Anstatt den Kl. bei Mietvertragsabschluß Mitteilung über ihre finanzielle Situation zu machen, haben die Bekl. durch ihr Auftreten und ihre Äußerungen bei den Kl. den Anschein erweckt, daß sie zu den monatlichen Mietzahlungen in nicht unerheblicher Höhe ohne weiteres in der Lage seien. Denn die Angabe des Bekl. zu 1. zu seiner beruflichen Tätigkeit, seine Nachfrage nach einer zweiten zur Vermietung stehenden Wohnung im selben Haus als Büro sowie die Mitteilung der Bekl., ihr Sohn sei eine Woche im Tenniscamp gewesen, waren aus Sicht der Kl. Anzeichen dafür, daß die Bekl. in gesicherten finanziellen Verhältnissen lebten.

Auch der Hinweis der Bekl. zum Grund ihres Auszuges aus ihrer früheren Wohnung diente dazu, die Kl. über die wahren Hintergründe zu täuschen.

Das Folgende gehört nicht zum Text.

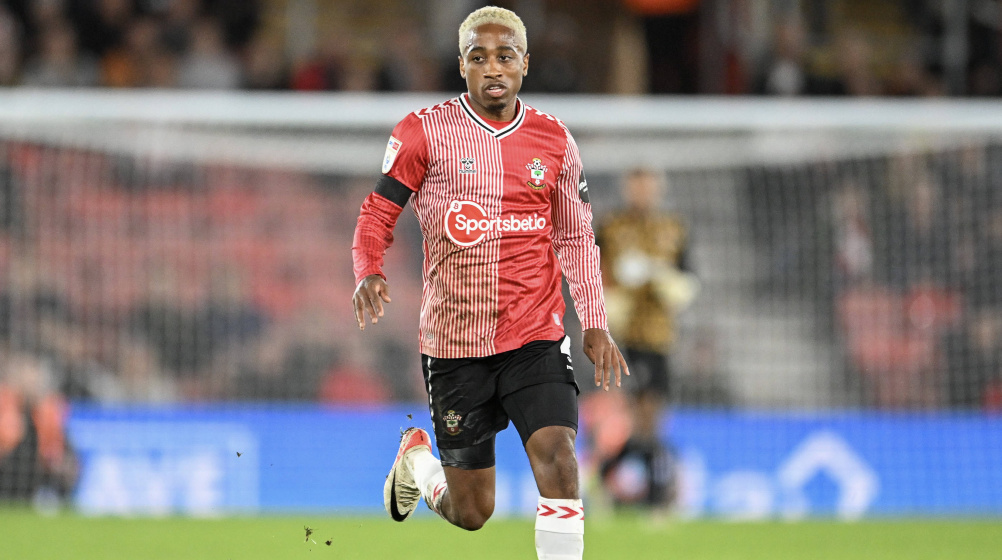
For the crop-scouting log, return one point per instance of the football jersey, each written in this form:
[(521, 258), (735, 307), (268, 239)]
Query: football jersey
[(503, 209)]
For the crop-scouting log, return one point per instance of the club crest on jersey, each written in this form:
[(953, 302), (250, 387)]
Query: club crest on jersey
[(392, 147), (467, 165), (537, 173), (452, 421)]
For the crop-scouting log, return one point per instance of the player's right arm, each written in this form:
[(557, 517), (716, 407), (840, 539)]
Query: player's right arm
[(404, 167)]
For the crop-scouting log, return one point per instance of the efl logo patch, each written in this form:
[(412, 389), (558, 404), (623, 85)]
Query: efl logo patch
[(537, 173), (392, 147), (452, 421)]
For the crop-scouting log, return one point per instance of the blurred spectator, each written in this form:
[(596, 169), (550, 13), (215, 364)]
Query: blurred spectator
[(27, 299), (37, 462), (786, 71), (179, 18), (102, 24), (671, 33), (408, 64), (974, 360), (855, 65), (853, 235), (325, 70), (207, 64), (918, 247), (140, 61), (59, 63), (556, 66), (703, 383), (910, 78), (266, 66), (647, 282)]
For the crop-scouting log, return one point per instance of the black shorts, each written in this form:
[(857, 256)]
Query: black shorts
[(648, 373), (472, 399)]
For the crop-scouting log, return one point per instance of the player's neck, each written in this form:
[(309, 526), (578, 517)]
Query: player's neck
[(505, 114)]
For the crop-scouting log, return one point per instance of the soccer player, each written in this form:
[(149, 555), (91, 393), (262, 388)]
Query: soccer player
[(500, 194)]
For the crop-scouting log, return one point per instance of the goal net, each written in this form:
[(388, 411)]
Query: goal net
[(179, 263)]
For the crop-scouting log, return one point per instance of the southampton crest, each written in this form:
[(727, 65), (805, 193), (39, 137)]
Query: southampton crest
[(467, 165), (537, 171), (452, 421)]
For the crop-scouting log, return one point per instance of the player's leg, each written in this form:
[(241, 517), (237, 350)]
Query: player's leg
[(467, 415), (546, 418)]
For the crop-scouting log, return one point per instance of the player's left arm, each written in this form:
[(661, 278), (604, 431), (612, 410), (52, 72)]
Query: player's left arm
[(574, 242)]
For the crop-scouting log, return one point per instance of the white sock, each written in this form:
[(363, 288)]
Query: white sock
[(430, 477), (559, 529)]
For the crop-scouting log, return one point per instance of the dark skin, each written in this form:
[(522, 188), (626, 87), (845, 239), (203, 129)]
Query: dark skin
[(493, 64)]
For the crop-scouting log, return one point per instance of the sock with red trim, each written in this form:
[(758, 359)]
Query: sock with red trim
[(559, 529), (430, 478)]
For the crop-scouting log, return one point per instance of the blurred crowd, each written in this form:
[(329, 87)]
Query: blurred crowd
[(772, 47), (191, 283), (902, 252)]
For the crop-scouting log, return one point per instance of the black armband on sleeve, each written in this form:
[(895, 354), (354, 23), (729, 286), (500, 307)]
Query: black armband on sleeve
[(393, 190)]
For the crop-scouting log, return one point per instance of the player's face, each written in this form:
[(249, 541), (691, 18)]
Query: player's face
[(493, 65)]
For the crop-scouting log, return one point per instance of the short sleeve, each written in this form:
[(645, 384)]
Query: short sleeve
[(406, 157)]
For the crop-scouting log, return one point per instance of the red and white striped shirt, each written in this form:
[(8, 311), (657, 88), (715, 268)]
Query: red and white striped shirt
[(503, 208)]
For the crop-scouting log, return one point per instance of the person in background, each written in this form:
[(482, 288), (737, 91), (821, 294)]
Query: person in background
[(59, 62), (37, 463), (647, 282)]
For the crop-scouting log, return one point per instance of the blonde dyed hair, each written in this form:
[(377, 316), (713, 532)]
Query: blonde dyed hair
[(495, 15)]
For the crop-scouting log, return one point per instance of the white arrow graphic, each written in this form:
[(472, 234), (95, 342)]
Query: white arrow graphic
[(827, 452)]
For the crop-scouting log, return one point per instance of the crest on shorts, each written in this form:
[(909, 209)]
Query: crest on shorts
[(392, 147), (537, 173), (452, 421)]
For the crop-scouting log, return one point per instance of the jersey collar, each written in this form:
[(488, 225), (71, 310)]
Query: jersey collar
[(496, 132)]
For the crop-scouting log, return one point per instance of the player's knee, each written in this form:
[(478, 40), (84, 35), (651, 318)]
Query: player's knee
[(565, 468), (473, 518)]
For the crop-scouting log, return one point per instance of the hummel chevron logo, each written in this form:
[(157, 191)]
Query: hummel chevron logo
[(567, 513)]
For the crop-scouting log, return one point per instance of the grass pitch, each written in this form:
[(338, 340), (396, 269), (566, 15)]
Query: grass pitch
[(27, 536)]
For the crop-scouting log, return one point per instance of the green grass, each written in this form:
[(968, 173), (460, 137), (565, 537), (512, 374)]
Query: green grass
[(27, 536)]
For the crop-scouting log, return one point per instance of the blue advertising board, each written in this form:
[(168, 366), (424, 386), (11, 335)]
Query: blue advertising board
[(219, 459)]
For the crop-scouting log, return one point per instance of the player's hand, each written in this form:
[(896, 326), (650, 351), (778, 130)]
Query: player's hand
[(604, 354), (369, 297)]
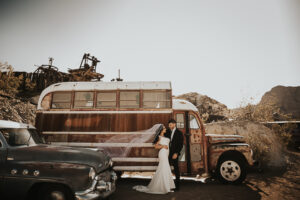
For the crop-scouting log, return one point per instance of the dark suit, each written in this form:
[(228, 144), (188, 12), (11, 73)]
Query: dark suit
[(175, 146)]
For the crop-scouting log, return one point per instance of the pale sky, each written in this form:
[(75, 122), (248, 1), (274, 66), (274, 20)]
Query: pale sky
[(230, 50)]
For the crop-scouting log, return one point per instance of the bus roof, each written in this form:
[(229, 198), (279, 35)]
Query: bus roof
[(180, 104), (12, 124), (99, 85)]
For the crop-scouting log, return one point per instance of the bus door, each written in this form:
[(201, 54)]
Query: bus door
[(191, 156), (179, 116), (195, 143)]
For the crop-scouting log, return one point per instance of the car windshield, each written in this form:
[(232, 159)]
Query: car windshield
[(21, 136)]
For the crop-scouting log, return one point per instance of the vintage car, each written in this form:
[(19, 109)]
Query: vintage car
[(122, 118), (31, 169)]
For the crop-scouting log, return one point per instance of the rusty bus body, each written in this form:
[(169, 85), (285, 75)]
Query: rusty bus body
[(121, 118)]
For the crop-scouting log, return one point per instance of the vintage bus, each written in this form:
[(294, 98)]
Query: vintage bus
[(122, 118)]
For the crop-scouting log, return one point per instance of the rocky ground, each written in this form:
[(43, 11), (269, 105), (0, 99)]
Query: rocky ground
[(275, 184), (16, 109)]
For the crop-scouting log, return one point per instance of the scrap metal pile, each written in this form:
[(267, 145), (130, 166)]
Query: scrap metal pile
[(46, 75)]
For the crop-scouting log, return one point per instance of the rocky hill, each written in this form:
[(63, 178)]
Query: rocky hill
[(16, 109), (287, 99), (209, 108)]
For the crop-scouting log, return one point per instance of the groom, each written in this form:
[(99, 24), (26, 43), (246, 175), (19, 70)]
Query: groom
[(175, 146)]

Da der Mietvertrag aufgrund der rechtzeitig gemäß § 124 Abs. 1 BGB erfolgten Anfechtung nichtig ist, kommt es auf die Wirksamkeit der zugleich erklärten Kündigungen nicht mehr an.

Leitsatz

häufig von der Redaktion verfasst

Bei Vertragsverhandlungen wird viel besprochen; wer sich auf bestimmte Äußerungen beruft, muß das im Zweifel nachweisen. Ein Mieter muß aber auch ungefragt seine schlechten Vermögensverhältnisse darlegen, wenn ihm klar ist, daß die monatliche Mietzahlung nicht gesichert ist.

Der Fall

Bearbeitung des Verlags, keine Aussage des Gerichts

Der Vermieter hatte den Mietinteressenten mitgeteilt, er lege Wert auf Einrichtung eines Dauerauftrags für die Mietzahlungen. Die Interessenten erklärten, sie seien mit ihrer aktuellen Wohnsituation unzufrieden, weil die Wohnung Mängel aufweise. Sie verschwiegen, daß sie Mietschulden in Höhe von 15.000 Euro hatten und auch weitere erhebliche Schulden aus einem davor bestehenden Mietvertrag mit der DEGEWO. Weiter verschwiegen sie, daß ein geregeltes Einkommen nicht gesichert war, die eidesstattliche Versicherung schon abgegeben worden war und Verbraucherinsolvenz drohte. Wenige Monate nach Abschluß des Mietvertrages erfuhr die Vermieterin davon und erklärte die Anfechtung wegen arglistiger Täuschung.

Das Urteil

Bearbeitung des Verlags, keine Aussage des Gerichts

Mit Urteil vom 4. April 2003 verurteilte das Amtsgericht Wedding die Mieter zur Räumung, da der Mietvertrag nichtig sei. Die Mieter hätten zahlreiche Umstände, die gegen ihre Zahlungsfähigkeit sprachen, verschwiegen. Durch die Äußerung, sie seien an der Einrichtung eines Büros im Hause interessiert, hatten sie den Eindruck gesicherter finanzieller Verhältnisse erweckt.